Carlos Rodríguez Nichols
Desde hace más de dos siglos, se ha interiorizado en el imaginario colectivo la idea de igualdad. Un intento de homogenizar a las poblaciones del mundo más allá de su identidad, género, raza, cultura y clase social al que se pertenece por azar o contingencia de la vida. Pero, ¿realmente, somos los seres humanos iguales en condiciones físicas, emocionales, e incluso espirituales, según aquellos que abogan por la existencia de planos superiores al campo científico?
Desde la biología, cada ser humano cuenta con una código genético que lo caracteriza como un ser singular e irrepetible que lo diferencia, inclusive, de aquellos del seno íntimo de su familia sanguínea. Diversidades que, en algunos casos, son factores identificadores de abruptas distancias intelectuales entre los miembros del núcleo familiar, compuesto por los mismos progenitores y en similares condiciones de crianza.
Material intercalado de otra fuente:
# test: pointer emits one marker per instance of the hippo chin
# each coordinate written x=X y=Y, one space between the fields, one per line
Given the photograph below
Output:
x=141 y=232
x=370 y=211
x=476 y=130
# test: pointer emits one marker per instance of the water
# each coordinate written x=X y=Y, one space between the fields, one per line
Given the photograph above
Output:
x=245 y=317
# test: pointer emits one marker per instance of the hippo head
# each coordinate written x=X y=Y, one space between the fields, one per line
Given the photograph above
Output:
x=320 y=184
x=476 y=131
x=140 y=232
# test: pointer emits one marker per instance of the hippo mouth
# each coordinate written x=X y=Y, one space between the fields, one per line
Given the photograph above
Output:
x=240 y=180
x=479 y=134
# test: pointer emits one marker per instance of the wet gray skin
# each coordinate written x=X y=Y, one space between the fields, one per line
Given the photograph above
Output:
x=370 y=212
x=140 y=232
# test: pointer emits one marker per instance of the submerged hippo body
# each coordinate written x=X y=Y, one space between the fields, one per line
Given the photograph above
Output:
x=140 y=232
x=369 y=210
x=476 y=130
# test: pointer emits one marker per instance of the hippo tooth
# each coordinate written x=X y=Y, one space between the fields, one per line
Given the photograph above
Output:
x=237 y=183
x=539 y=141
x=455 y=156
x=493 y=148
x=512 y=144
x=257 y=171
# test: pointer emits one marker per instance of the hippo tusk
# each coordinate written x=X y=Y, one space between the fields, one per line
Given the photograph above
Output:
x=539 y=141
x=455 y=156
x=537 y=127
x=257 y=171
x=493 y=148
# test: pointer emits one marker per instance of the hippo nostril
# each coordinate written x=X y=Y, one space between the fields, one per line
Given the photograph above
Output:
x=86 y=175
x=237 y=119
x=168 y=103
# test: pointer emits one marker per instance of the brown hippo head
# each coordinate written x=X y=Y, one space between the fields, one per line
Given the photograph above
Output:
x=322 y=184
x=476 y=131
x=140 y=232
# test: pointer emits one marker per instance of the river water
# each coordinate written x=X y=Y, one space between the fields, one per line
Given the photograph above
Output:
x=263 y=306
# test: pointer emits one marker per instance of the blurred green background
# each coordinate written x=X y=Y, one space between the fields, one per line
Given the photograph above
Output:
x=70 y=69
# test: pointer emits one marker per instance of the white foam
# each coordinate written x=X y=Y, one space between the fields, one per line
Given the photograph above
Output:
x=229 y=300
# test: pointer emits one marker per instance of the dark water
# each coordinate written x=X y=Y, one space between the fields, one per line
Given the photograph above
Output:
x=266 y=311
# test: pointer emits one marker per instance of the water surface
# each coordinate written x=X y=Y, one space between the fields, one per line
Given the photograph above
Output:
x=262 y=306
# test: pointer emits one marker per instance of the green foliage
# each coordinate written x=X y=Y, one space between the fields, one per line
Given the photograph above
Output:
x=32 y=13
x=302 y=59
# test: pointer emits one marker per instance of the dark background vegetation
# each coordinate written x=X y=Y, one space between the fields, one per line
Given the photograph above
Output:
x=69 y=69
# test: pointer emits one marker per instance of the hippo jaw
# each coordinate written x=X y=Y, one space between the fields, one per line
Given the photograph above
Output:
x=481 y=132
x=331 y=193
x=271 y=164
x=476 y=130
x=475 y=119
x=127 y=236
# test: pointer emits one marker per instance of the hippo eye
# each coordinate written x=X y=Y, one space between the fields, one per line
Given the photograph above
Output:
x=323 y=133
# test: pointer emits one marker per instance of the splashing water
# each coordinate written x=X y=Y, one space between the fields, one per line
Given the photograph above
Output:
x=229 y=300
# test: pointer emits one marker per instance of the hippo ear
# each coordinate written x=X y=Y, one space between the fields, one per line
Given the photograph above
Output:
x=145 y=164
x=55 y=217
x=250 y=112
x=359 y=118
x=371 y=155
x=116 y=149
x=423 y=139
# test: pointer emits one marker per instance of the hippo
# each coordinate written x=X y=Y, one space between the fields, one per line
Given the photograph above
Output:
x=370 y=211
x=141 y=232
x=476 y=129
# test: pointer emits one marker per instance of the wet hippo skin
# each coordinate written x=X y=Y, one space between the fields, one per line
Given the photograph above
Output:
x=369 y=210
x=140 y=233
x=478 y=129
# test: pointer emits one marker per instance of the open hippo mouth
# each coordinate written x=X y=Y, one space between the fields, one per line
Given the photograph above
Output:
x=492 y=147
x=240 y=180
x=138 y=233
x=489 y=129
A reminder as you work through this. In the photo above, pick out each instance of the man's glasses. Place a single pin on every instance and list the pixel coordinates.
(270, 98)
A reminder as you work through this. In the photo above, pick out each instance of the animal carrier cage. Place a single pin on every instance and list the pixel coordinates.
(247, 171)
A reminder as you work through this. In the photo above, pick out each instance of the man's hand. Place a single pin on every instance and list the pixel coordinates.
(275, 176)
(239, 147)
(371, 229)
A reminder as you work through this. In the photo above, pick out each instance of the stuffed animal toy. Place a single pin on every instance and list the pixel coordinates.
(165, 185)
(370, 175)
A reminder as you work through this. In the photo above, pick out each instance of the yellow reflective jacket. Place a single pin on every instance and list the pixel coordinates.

Similares códigos de crianza, porque cada uno de los miembros ocupa un lugar en la constitución familiar, donde se pone en juego la subjetividad de cada uno de los individuos, y la intersubjetividad de los que constituyen el núcleo. De ahí, los talentos e inclinaciones disímiles que existen en los grupos familiares, que a la postre son micro universos de la sociedad en su conjunto. Entonces, si se acepta las desigualdades existentes entre los integrantes de los clanes sanguíneos, cómo pretender una igualdad entre las personas y los pueblos con tradiciones y culturas tan distantes como las del pueblo sirio, los japoneses o centroafricanos.
En concepto de igualdad es válido y lícito en la actualidad, si éste se entiende como una construcción del colectivo imaginario en aras de fomentar un entorno más afable y pacifico para la humanidad. Pero, no deja de ser un imaginario o uno de los tantos mitos de los cuales se ha alimentado el hombre a lo largo de la historia; una de las tantos filtros o veladuras que hacen que la realidad suponga ser menos hostil. Parece que el hombre necesita construir-se un mundo de fantasía, de dioses y ángeles protectores que contrarreste la crueldad que, aún, a estas aturas de la civilización tecnológica, conserva signos rupestres de una barbarie que todavía se hace presente. Quizá, ya las guerras no se libran con palos o garrotes como en tiempos de los prehistóricos antepasados, pero se llevan a cabo con una sofisticada industria armamentista capaz de subyugar o aniquilar a pueblos y antiguas civilizaciones. Por lo tanto, el concepto de igualdad está entredicho.
La igualdad entre los pueblos y los hombres es una quimera, una suerte de sueño teñido de romanticismo, una ilusión, hábilmente utilizada por políticos demagogos de corte populistas para conseguir el apoyo de un sector más amplio del electorado. Jefes de Estado que abogando por la igualdad de los ciudadanos promulgan una perorata de promesas vacías y de intenciones inconclusas.
No obstante, se debe de trabajar para lograr una sociedad en la que los hombres, mujeres y niños tengan los mismos derechos y oportunidades de salud, vivienda, educación y acceso a un mercado justamente remunerado.Condiciones dignas de un mundo donde se lucha por el respeto a la diversidad, más allá del credo religioso, el color de la piel, o la inclinación sexual. Entonces, ahí, nos estaríamos acercando a comprender el concepto de igualdad, pero de una forma más objetiva y razonable, y no desde una verborrea con fines proselitistas teñidos de un vulgar propagandismo.